Politik

Scharfe Kritik an US-Sanktionen

19. August 2026
Scharfe Kritik an US-Sanktionen

Die USA wollen Sanktionen gegen die Präsidentin des Internationalen Strafgerichtshofs verhängen. Aus Deutschland, der EU und Japan kommt scharfe Kritik an dem Schritt gegen Tomoko Akane.

Foto: Wikimedia Commons / 内閣官房, CC BY 4.0

Die angekündigten Sanktionen der US-Regierung gegen IStGH-Präsidentin Tomoko Akane sorgen international für heftige Reaktionen. Vor allem aus Deutschland kommt deutlicher Widerspruch: Bundesjustizministerin Stefanie Hubig sprach von einem schweren Angriff auf das Völkerrecht und verurteilte den Kurs Washingtons mit ungewöhnlich klaren Worten.
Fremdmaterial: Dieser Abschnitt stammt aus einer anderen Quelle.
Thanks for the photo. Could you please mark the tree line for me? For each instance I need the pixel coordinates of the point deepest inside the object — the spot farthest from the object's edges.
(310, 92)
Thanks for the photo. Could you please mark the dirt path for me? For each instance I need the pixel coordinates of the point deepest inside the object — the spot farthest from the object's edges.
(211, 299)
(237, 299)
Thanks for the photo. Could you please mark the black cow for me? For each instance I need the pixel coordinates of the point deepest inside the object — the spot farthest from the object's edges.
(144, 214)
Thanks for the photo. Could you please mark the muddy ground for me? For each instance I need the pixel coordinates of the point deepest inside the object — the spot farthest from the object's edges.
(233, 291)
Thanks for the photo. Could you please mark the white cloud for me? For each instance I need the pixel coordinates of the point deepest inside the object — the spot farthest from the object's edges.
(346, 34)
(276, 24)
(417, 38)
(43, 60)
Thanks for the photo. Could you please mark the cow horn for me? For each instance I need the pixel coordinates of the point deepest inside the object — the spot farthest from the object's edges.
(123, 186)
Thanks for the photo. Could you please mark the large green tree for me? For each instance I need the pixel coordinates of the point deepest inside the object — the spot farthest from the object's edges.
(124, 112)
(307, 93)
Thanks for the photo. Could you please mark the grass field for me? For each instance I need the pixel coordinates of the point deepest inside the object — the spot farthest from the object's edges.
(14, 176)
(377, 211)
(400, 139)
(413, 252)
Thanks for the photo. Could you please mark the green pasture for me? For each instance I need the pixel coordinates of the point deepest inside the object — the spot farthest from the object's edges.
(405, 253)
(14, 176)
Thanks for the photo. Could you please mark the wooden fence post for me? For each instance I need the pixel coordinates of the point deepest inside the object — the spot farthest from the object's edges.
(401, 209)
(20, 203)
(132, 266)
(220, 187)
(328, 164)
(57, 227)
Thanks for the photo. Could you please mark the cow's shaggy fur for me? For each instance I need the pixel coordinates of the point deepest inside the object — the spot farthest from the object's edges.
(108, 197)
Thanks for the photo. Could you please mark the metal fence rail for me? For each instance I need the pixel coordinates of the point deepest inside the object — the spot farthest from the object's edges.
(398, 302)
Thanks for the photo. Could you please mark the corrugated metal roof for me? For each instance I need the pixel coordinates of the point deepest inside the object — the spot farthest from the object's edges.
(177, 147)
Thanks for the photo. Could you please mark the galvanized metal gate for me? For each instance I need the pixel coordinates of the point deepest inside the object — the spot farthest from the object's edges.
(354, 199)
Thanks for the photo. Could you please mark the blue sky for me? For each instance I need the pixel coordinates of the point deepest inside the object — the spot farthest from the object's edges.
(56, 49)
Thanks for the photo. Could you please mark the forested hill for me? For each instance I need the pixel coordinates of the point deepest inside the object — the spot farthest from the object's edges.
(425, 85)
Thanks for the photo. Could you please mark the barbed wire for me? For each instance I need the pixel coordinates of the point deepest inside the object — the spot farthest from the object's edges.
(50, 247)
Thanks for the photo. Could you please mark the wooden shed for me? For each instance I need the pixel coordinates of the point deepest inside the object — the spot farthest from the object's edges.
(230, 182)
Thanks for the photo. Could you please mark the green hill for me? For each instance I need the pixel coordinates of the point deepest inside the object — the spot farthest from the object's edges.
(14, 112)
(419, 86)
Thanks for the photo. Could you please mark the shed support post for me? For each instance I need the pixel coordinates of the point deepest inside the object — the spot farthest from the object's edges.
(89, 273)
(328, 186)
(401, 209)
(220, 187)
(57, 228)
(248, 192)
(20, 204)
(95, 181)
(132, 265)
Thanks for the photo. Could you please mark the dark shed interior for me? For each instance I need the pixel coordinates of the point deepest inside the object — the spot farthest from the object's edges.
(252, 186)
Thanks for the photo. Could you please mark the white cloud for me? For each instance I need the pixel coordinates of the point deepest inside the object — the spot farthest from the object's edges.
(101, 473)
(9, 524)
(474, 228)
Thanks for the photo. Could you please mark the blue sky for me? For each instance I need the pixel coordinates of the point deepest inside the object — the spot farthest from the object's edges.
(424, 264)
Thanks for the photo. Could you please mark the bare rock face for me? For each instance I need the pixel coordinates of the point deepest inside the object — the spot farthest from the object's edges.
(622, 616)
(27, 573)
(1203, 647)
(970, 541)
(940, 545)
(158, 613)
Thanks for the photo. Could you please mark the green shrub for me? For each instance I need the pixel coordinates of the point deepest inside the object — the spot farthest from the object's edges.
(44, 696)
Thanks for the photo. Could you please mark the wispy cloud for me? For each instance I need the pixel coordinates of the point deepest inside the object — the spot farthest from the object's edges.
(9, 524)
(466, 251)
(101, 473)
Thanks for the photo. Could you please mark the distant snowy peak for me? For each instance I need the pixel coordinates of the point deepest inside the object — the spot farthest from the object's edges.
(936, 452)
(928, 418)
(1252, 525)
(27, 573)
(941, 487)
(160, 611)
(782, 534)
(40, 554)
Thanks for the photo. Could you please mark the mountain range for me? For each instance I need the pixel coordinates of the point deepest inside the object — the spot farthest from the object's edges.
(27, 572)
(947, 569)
Hubig erinnerte daran, dass gerade die USA nach dem Zweiten Weltkrieg mit den Nürnberger Prozessen entscheidend zur Idee des internationalen Strafrechts beigetragen hätten. Umso bedrückender sei es aus ihrer Sicht, dass nun führende Vertreter des Strafgerichtshofs mit Sanktionen belegt werden sollen. Für die SPD-Politikerin steht fest: Der Schritt passt nicht zu der rechtsstaatlichen Tradition, auf die sich die USA einst selbst berufen haben.

EU und Japan stellen sich hinter Den Haag

Rückendeckung bekam der Gerichtshof auch aus Brüssel. EU-Kommissionspräsidentin Ursula von der Leyen und Ratspräsident Antonio Costa erklärten öffentlich ihre Unterstützung für den Internationalen Strafgerichtshof und dessen Führung. Ihre zentrale Botschaft: Richter und Beschäftigte müssten unabhängig und ohne Druck von außen arbeiten können.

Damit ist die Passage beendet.